Here we see that by adding more model complexity, we've managed to increase the level of convergence to a score error of 0.8!

What if we get even more complex?

In [None]:
plot_learning_curve(10)

For an even more complex model, we still converge, but the convergence only happens for *large* amounts of training data.

So we see the following:

- you can **cause the lines to converge** by adding more points or by simplifying the model.
- you can **bring the convergence error down** only by increasing the complexity of the model.

Thus these curves can give you hints about how you might improve a sub-optimal model. If the curves are already close together, you need more model complexity. If the curves are far apart, you might also improve the model by adding more data.

![Data Layout](images/05.03-learning-curve.png)

(Figure from the [Python Data Science Handbook](https://github.com/jakevdp/PythonDataScienceHandbook))

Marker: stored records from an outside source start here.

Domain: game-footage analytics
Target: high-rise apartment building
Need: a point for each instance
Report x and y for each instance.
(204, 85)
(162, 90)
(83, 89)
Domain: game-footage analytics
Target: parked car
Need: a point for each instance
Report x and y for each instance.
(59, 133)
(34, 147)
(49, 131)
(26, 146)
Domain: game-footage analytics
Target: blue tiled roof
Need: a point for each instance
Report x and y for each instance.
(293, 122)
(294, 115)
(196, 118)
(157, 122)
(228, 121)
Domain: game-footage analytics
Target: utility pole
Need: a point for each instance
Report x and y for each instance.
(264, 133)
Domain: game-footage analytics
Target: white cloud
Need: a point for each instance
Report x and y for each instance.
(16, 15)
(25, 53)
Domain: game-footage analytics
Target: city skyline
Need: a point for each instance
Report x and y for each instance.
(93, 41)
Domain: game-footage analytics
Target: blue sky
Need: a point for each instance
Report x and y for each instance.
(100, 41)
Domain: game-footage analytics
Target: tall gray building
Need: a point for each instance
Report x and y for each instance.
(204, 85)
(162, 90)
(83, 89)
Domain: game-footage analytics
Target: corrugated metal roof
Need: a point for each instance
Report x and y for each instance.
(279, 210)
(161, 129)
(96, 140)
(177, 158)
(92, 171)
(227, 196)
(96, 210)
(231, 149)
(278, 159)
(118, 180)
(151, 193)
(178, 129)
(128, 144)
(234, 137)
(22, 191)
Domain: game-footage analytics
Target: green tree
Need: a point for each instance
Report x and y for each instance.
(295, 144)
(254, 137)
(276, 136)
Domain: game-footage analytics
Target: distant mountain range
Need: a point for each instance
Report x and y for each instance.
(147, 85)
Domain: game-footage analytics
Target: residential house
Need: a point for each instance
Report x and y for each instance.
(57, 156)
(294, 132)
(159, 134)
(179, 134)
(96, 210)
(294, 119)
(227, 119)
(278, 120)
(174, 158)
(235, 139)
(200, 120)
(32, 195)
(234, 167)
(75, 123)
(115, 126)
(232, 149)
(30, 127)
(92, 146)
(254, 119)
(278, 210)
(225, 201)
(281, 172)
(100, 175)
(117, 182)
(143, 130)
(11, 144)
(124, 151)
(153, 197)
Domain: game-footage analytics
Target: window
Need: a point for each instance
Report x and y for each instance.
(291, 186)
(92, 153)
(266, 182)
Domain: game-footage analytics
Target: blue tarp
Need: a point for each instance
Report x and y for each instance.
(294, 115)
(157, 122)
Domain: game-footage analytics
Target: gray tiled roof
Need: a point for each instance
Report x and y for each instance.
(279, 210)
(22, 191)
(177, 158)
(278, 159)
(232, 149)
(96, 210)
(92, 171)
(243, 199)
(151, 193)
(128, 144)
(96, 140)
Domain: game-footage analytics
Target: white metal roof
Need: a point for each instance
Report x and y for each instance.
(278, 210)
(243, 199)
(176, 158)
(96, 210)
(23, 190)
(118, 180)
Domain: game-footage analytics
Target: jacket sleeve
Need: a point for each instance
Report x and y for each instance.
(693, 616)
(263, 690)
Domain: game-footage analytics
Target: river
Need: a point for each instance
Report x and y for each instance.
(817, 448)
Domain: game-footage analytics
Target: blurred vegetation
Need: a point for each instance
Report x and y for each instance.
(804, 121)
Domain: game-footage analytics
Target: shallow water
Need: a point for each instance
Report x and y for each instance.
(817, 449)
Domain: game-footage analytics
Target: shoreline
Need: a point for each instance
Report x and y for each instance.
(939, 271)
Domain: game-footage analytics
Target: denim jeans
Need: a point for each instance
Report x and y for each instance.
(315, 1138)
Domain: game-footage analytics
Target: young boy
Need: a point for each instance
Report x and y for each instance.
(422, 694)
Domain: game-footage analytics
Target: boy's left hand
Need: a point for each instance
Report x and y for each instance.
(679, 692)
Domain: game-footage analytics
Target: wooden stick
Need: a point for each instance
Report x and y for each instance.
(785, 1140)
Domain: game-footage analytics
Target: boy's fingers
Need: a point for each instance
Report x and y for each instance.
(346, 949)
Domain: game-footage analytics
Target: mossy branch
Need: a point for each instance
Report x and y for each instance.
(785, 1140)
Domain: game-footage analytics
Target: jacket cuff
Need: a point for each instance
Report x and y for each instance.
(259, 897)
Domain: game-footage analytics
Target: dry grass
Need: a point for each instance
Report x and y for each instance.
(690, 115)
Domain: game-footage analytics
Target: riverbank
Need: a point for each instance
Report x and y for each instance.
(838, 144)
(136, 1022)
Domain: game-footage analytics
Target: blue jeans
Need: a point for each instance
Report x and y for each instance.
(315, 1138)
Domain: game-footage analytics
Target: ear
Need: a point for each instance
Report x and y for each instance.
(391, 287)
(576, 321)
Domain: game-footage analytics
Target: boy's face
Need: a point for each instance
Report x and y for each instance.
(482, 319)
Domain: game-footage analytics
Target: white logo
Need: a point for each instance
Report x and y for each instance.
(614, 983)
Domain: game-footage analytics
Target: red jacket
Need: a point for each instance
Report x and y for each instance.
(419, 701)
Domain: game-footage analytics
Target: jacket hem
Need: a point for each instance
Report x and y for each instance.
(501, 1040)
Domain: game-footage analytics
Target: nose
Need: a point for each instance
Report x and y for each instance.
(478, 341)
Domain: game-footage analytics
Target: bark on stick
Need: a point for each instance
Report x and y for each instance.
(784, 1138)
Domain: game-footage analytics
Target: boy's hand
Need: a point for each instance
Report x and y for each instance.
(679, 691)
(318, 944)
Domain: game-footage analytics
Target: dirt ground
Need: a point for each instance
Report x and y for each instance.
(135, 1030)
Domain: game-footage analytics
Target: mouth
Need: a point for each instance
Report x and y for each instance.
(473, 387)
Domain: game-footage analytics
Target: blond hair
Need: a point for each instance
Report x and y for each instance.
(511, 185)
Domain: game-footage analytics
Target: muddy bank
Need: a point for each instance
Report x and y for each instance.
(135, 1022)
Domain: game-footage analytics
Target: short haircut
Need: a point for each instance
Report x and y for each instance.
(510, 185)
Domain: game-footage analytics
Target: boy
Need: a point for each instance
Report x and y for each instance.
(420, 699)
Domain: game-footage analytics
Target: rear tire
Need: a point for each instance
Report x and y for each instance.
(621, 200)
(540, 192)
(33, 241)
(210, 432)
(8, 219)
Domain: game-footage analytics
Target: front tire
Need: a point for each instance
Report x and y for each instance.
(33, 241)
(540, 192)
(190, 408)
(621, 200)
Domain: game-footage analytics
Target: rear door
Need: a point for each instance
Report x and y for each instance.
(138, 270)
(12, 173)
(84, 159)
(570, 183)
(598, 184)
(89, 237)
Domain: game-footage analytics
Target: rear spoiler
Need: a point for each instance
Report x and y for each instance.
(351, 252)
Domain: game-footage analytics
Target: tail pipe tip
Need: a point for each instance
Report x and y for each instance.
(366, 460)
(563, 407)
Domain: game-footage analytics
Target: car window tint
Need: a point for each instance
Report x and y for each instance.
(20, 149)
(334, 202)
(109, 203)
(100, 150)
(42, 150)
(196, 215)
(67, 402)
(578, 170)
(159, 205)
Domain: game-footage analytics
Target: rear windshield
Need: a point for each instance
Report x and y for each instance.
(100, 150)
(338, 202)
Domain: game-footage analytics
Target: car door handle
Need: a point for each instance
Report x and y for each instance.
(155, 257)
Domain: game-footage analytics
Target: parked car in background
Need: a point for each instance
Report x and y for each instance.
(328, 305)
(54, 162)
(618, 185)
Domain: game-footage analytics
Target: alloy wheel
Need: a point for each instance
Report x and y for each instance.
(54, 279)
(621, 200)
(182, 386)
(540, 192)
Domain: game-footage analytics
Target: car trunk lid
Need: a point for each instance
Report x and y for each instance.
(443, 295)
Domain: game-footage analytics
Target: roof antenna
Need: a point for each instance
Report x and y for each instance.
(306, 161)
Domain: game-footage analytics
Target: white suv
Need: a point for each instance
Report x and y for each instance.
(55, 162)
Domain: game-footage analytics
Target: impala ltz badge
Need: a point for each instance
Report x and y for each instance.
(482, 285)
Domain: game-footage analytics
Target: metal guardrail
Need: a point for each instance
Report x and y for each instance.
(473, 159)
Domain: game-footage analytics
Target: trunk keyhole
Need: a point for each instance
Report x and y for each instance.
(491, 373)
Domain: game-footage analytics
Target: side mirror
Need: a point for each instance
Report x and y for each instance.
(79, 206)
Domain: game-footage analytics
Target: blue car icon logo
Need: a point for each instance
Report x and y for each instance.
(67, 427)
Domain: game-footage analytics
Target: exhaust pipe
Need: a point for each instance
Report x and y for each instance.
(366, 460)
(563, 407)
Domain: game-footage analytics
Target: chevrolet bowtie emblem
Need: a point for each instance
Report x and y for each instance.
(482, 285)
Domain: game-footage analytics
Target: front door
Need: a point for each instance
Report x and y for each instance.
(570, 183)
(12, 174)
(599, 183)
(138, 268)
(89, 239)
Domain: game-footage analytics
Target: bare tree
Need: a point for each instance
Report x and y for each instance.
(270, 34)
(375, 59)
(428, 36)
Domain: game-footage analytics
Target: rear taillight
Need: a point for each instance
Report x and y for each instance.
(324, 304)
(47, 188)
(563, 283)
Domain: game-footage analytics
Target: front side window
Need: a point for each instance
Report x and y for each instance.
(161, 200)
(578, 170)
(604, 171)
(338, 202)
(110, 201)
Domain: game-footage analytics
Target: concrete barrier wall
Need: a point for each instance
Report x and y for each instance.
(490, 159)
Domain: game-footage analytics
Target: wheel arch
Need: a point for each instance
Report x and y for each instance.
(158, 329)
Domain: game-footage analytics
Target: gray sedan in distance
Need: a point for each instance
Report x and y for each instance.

To make this more concrete, imagine some telescope data in which the results are not robust enough.  You must think about whether to spend your valuable telescope time observing *more objects* to get a larger training set, or *more attributes of each object* in order to improve the model. The answer to this question has real consequences, and can be addressed using these metrics.

## Summary

We've gone over several useful tools for model validation

- The **Training Score** shows how well a model fits the data it was trained on. This is not a good indication of model effectiveness
- The **Validation Score** shows how well a model fits hold-out data. The most effective method is some form of cross-validation, where multiple hold-out sets are used.
- **Validation Curves** are a plot of validation score and training score as a function of **model complexity**:
  + when the two curves are close, it indicates *underfitting*
  + when the two curves are separated, it indicates *overfitting*
  + the "sweet spot" is in the middle
- **Learning Curves** are a plot of the validation score and training score as a function of **Number of training samples**
  + when the curves are close, it indicates *underfitting*, and adding more data will not generally improve the estimator.
  + when the curves are far apart, it indicates *overfitting*, and adding more data may increase the effectiveness of the model.
  
These tools are powerful means of evaluating your model on your data.